Hey everyone! So I am just a day away from flying to Orlando, FL to spend a week on vacation with my beloved family in Disney World! I can’t even begin to tell you how excited I am for this opportunity! We’ll be taking up late tomorrow morning, so please keep us in your prayers. Before leaving however, I just wanted to leave you with a little thought. This reflection on Reconciliation will also be featured on another website, http://www.youcatholic.com/, next week. I have been invited to become a blogger for this site, which is dedicated to bringing the catechism to young people in a manner which they will be able to understand and will embrace. I’ll be posting once every four weeks, but once the blog is up and running on the website (which will happen next week), you can visit the website everyday for catechism lessons and reflections on the various tenants of our faith. I hope you enjoy! And now, for my departing word…
I want you to think back to your first Reconciliation for a minute. Do you remember how you felt the moment just before you went into the confessional for the first time? Do you remember how you felt after it was over? If you haven’t received this sacrament, or if you don’t remember your first time because it’s been a while, I’ll tell you a little bit about my own first experience. I was eight years old, and I had spent the past few months preparing for this momentous occasion with the rest of my second-grade class. We had gone over the rudimentary theology behind the sacrament of Reconciliation in our religion class, and we had reviewed the logistics of going to confession during our preparatory retreat. I remember feeling excited, but also a little anxious. I don’t recall precisely what I confessed that evening, but I wasn’t confessing anything life-altering or unique for someone my age. My first Reconciliation probably went something a little like this: “Bless me, Father, for I have sinned. I hit my brother, argued with my sister, and I didn’t set the table like my mom asked me last week.” My life back then was simple, uncomplicated, and largely devoid of temptation. And yet even at the age of eight, I understood what it meant to sin and to be in need of forgiveness. Yes, I was nervous to tell my sins to the priest, but that particular feeling was overshadowed by an overwhelming desire for a clean slate, a fresh start, a do-over, so to speak. I had been told that Reconciliation would be like washing dirty clothing, except for with my soul, and I really wanted my soul to be as white as wool. But more than anything from that night, I remember how I felt after I left the confessional. It was like I was floating, like my soul was as light as air. I was giddy with joy, and I easily could have broken into laughter at the slightest provocation. It was an incredible feeling that I had never experienced before, and I can’t say I’ve experienced anything comparable since. I’ve had plenty of reasons to be happy throughout my life, but there is nothing quite like the sensation of spiritual weightlessness and pure joy that comes with a well-made confession.

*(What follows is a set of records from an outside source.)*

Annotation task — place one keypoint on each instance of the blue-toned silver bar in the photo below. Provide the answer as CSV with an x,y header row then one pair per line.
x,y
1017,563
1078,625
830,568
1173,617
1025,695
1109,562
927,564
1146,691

That was my first experience of Reconciliation, and over the years, things have certainly changed. I’ve grown older and (presumably) wiser, I’ve become more deeply immersed in the world, with all of its temptations, and I, like many other men and women my age, have moved past the days when the worst sin that I had to confess was not setting the table for dinner. I also have to admit that it’s rare that I feel as though I am walking on air after receiving Reconciliation. That giddiness seems like a dream, a memory of a past that I no longer can reach. In recent years, I come out of the confessional feeling much the same as when I walked in, which leaves me wondering, what happened?
Granted, the sacraments are not ultimately about how we feel. The graces are flowing regardless of whether or not I feel like I’m floating because of my current sinless state of existence. But it’s still a worthwhile question to consider. What has changed? I think that there are numerous dimensions to this dilemma: teens tend to be more worried about what other people, including their confessors, might think of them, and our confessions are generally not a matter of telling the priest how many times we yelled at our sister (though that still might be part of our confessions). Those factors definitely make going to confession harder than it might have once been, but I think the problem runs deeper than that. I think it’s more fundamentally about our relationship with God. Children believe. They don’t doubt that God can forgive everything. It doesn’t occur to them that there might be a sin that is just too awful to be forgiven. Teens and adults tend to doubt. We believe that God is forgiving, but that we are beyond the range of even His forgiveness. We cannot forgive ourselves, and so it seems impossible that God should forgive us either. When we were children, our world was small, and God was big. When we began to get older, God stayed the same, but the world seemed to get larger. Our sins became larger, and at some point, they ceased to be forgivable in our minds. It was simply too much to ask, even of God. We need to return to that childlike state of mind that we all once had, where the fount of mercy and forgiveness is endless. Where the world can be big because we know that God is bigger. Where our sins can be many because God’s graces are innumerable. We need to recover a childlike faith if we ever want to recover that spiritual weightlessness and joy that so many of us remember so fondly. If we can bring ourselves to really let go of our sins, we can take hold of God’s hand and learn to not just float, but fly.
Mary Help of Christians, pray for us!